Our plan was to drive up to wherever it was in Maine that we were supposed to go; I was vague on this point because I supposed bunny_hugger would have directions. I was reluctant to take the car, since it's a long drive and I don't much care for driving, but the cost of flying into Maine is slightly greater than the cost of actually buying a house in Portland, and the cost of railroad tickets would be not that much less, and besides, we both knew any attempt to ride a passenger railroad for more than about three hours means encountering some catastrophe involving infinite delays and possible great sickness. For a while I considered borrowing my parents' Toyota Something, noticeably more comfortable than my Scion, but they were planning to go to the Newport (Rhode Island) Jazz Festival that same weekend so they had rather some claim to their own car.
Besides, this would give us a bit of a practice run in long-distance driving. We needed this as we have plans to drive Route 66, and even though we planned to mostly take Interstates up to Maine the roads would roughly parallel that of the historic Boston Post Road (well, one of the Post Roads, anyway). So that we'd get a sense of whether we can be tucked into the same car for arbitrarily many hours and not run out of things to talk about even when there aren't specific roadside attractions.

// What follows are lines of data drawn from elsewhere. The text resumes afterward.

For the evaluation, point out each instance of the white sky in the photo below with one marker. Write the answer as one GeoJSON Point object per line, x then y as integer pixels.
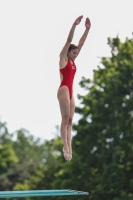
{"type": "Point", "coordinates": [32, 33]}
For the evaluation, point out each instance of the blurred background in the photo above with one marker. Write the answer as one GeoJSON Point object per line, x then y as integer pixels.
{"type": "Point", "coordinates": [32, 34]}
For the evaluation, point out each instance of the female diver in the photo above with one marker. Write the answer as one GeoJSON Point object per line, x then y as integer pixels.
{"type": "Point", "coordinates": [65, 91]}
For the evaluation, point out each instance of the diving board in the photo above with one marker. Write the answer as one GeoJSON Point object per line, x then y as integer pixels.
{"type": "Point", "coordinates": [37, 193]}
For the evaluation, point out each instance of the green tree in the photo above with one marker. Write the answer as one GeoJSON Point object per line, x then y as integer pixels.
{"type": "Point", "coordinates": [103, 146]}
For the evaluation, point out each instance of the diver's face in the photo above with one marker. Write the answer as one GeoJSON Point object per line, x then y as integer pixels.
{"type": "Point", "coordinates": [73, 54]}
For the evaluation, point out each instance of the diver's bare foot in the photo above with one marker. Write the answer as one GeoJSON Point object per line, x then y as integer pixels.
{"type": "Point", "coordinates": [66, 153]}
{"type": "Point", "coordinates": [70, 154]}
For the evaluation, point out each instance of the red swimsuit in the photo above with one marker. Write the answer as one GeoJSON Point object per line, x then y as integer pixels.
{"type": "Point", "coordinates": [68, 73]}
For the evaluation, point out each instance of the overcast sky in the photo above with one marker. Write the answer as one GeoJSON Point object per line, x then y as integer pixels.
{"type": "Point", "coordinates": [32, 34]}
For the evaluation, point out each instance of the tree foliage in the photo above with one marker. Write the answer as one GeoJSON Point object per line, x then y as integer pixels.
{"type": "Point", "coordinates": [102, 148]}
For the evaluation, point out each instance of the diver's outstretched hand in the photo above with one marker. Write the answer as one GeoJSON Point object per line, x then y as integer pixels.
{"type": "Point", "coordinates": [87, 23]}
{"type": "Point", "coordinates": [78, 20]}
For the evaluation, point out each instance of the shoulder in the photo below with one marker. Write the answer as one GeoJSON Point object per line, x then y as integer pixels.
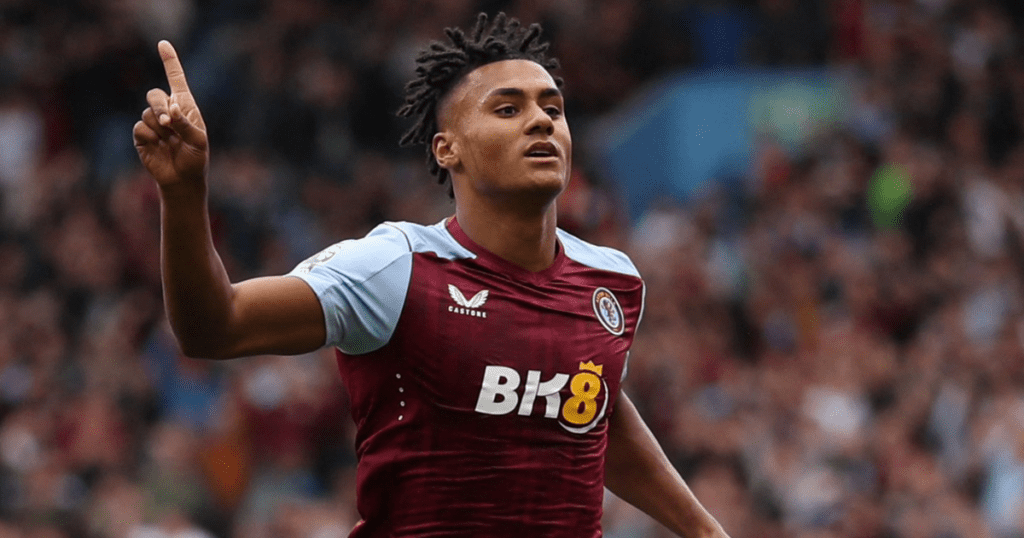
{"type": "Point", "coordinates": [591, 255]}
{"type": "Point", "coordinates": [433, 238]}
{"type": "Point", "coordinates": [385, 244]}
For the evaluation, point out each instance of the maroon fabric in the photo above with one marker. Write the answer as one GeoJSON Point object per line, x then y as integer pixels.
{"type": "Point", "coordinates": [430, 463]}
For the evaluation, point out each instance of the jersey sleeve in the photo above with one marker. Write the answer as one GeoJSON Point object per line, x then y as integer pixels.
{"type": "Point", "coordinates": [361, 285]}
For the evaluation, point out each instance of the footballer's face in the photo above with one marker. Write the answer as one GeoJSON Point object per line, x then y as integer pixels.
{"type": "Point", "coordinates": [503, 130]}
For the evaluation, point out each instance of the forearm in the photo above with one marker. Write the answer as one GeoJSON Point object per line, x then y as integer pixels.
{"type": "Point", "coordinates": [197, 289]}
{"type": "Point", "coordinates": [638, 471]}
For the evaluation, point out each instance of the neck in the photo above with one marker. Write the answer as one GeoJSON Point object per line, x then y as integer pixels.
{"type": "Point", "coordinates": [525, 239]}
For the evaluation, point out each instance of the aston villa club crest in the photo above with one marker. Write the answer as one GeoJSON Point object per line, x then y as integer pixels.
{"type": "Point", "coordinates": [608, 312]}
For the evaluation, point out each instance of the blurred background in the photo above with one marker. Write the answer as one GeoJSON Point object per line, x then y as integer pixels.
{"type": "Point", "coordinates": [825, 199]}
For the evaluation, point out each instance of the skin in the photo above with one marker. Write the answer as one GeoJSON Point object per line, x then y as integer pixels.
{"type": "Point", "coordinates": [505, 201]}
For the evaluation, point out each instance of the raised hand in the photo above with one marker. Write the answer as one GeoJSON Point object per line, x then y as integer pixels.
{"type": "Point", "coordinates": [171, 138]}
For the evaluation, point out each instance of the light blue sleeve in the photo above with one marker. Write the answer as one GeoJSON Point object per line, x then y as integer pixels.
{"type": "Point", "coordinates": [361, 285]}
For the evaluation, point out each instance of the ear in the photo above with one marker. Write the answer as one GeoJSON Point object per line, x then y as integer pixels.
{"type": "Point", "coordinates": [445, 151]}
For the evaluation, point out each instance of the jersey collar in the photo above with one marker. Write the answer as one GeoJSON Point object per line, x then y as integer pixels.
{"type": "Point", "coordinates": [502, 265]}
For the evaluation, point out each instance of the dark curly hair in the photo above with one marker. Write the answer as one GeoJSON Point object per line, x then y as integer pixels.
{"type": "Point", "coordinates": [441, 66]}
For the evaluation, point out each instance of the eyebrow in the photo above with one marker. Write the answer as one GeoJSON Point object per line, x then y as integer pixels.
{"type": "Point", "coordinates": [518, 92]}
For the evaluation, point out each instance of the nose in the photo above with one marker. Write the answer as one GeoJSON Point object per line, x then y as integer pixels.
{"type": "Point", "coordinates": [540, 121]}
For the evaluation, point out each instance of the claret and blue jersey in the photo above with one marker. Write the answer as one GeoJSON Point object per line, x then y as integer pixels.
{"type": "Point", "coordinates": [480, 390]}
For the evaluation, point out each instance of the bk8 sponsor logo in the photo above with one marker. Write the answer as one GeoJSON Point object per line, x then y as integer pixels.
{"type": "Point", "coordinates": [501, 395]}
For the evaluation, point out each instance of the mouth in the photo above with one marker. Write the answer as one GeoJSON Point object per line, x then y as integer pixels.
{"type": "Point", "coordinates": [542, 151]}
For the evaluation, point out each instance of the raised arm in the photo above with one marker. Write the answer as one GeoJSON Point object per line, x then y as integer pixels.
{"type": "Point", "coordinates": [637, 470]}
{"type": "Point", "coordinates": [210, 317]}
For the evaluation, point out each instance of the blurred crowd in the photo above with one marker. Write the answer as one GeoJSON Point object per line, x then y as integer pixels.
{"type": "Point", "coordinates": [833, 348]}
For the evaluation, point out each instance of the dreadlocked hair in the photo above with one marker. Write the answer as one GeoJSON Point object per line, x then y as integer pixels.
{"type": "Point", "coordinates": [441, 66]}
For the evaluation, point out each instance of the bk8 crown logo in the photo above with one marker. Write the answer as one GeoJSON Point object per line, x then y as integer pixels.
{"type": "Point", "coordinates": [501, 395]}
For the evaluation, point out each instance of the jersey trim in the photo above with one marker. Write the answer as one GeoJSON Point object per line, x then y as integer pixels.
{"type": "Point", "coordinates": [604, 258]}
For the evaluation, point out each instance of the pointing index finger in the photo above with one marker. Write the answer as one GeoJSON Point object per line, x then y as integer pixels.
{"type": "Point", "coordinates": [172, 66]}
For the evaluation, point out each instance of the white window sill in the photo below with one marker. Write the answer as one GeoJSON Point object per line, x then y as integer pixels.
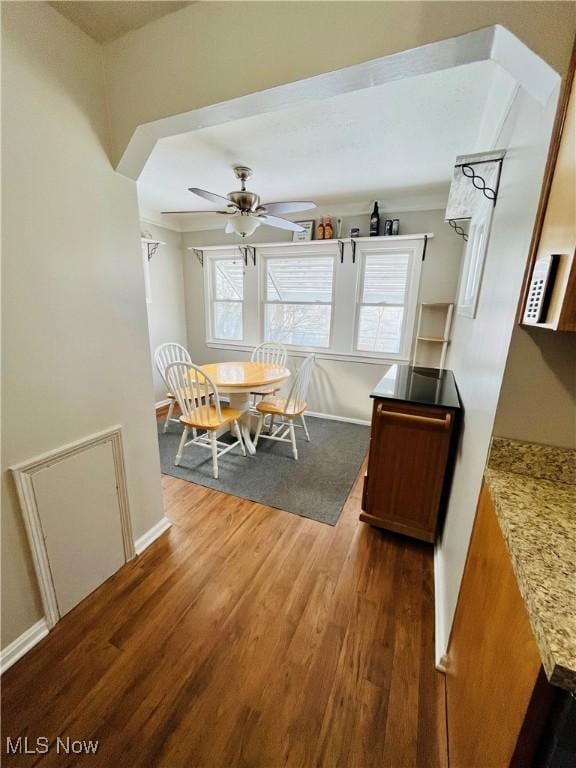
{"type": "Point", "coordinates": [355, 357]}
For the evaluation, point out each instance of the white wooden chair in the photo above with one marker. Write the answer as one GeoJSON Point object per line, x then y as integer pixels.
{"type": "Point", "coordinates": [199, 401]}
{"type": "Point", "coordinates": [164, 355]}
{"type": "Point", "coordinates": [287, 408]}
{"type": "Point", "coordinates": [269, 352]}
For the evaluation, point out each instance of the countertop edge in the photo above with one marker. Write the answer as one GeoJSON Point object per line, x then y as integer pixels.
{"type": "Point", "coordinates": [557, 674]}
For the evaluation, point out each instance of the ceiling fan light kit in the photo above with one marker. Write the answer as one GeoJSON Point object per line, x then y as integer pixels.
{"type": "Point", "coordinates": [245, 212]}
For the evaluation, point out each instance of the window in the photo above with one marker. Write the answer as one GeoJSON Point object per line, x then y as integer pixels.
{"type": "Point", "coordinates": [298, 300]}
{"type": "Point", "coordinates": [383, 293]}
{"type": "Point", "coordinates": [227, 282]}
{"type": "Point", "coordinates": [321, 296]}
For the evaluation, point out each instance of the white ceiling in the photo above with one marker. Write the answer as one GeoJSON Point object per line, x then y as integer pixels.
{"type": "Point", "coordinates": [108, 19]}
{"type": "Point", "coordinates": [395, 143]}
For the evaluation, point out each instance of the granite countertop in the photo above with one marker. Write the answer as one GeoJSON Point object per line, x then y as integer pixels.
{"type": "Point", "coordinates": [533, 488]}
{"type": "Point", "coordinates": [415, 384]}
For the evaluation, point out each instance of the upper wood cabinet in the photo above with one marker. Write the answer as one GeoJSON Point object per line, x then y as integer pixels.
{"type": "Point", "coordinates": [555, 229]}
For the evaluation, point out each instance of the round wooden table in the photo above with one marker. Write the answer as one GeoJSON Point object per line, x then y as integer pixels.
{"type": "Point", "coordinates": [238, 380]}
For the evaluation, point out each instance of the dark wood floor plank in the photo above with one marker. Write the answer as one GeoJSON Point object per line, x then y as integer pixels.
{"type": "Point", "coordinates": [244, 637]}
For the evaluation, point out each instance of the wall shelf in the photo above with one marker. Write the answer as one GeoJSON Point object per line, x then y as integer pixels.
{"type": "Point", "coordinates": [430, 314]}
{"type": "Point", "coordinates": [300, 244]}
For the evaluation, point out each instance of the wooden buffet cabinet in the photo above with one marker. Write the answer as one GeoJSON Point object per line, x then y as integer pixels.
{"type": "Point", "coordinates": [415, 422]}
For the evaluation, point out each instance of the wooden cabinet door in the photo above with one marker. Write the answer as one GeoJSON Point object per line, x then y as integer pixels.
{"type": "Point", "coordinates": [493, 660]}
{"type": "Point", "coordinates": [409, 449]}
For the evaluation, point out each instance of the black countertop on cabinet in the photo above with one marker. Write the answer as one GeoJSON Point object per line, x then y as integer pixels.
{"type": "Point", "coordinates": [413, 384]}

All this would begin with bunny_hugger flying in to Newark Airport, though, and so after the end of work that Wednesday I went to pick her up from there. The timing of available flights meant I had to leave work early, but at the same hour I usually leave early Wednesdays for yoga, so that nobody really noticed any difference at work. In fact, one of the mainframe-room women wished me a good yoga class, and I felt it would be too complicated to explain what I was actually up to.
I got to the airport almost exactly the same time bunny_hugger did, albeit from opposite ends, so that I had just about enough time to get to the baggage carousel before she came down the escalator and we started walking dazedly and smilingly at each other while ignoring the rest of the world. And while she'd been worried she couldn't bring everything she wanted in her alloted carry-on space, she had managed it, making my comments about which carousel to watch for her luggage irrelevant, although I didn't understand at first why she was looking to leave the airport so swiftly.
Although we were driving back from Newark during rush hour the traffic wasn't unreasonable, by my standards anyway, and in not too long we were back at the diner where we'd had our first meal together enjoying such luxuries as checking whether they had French onion soup for the day (they didn't) or grilled cheese sandwiches (they did). And we certainly could have stayed all night, given our choice, but we did have to get to bed at some point, and I had to finish packing.
Still we had time to watch a few Carson's Comedy Classics, and for a fresh Floyd R Turbo American segment to give bunny_hugger a temporary favorite catchphrase to baffle online friends (``This raises the question: stick it up your nose''). And we got to eating a bag of flavored pretzel chips which had been in the house for roughly seven years but didn't show appreciable signs of ageing, possibly because of the strong spice flavor agents in them. It was looking like a good trip's eve.
Trivia: In 1891 shipping magnate Hermann Oelrichs offered in The New York Sun a reward of $500 for ``such proof as a court would accept that in temperate waters even one man, woman, or child, while alive, was ever attacked by a shark''. Source: Close To Home: The Terrifying Shark Attacks Of 1916, Michael Capuzzo.
Currently Reading: The Seven Cardinal Virtues Of Science Fiction, Editors Isaac Asimov, Charles G Waugh, Martin H Greenberg.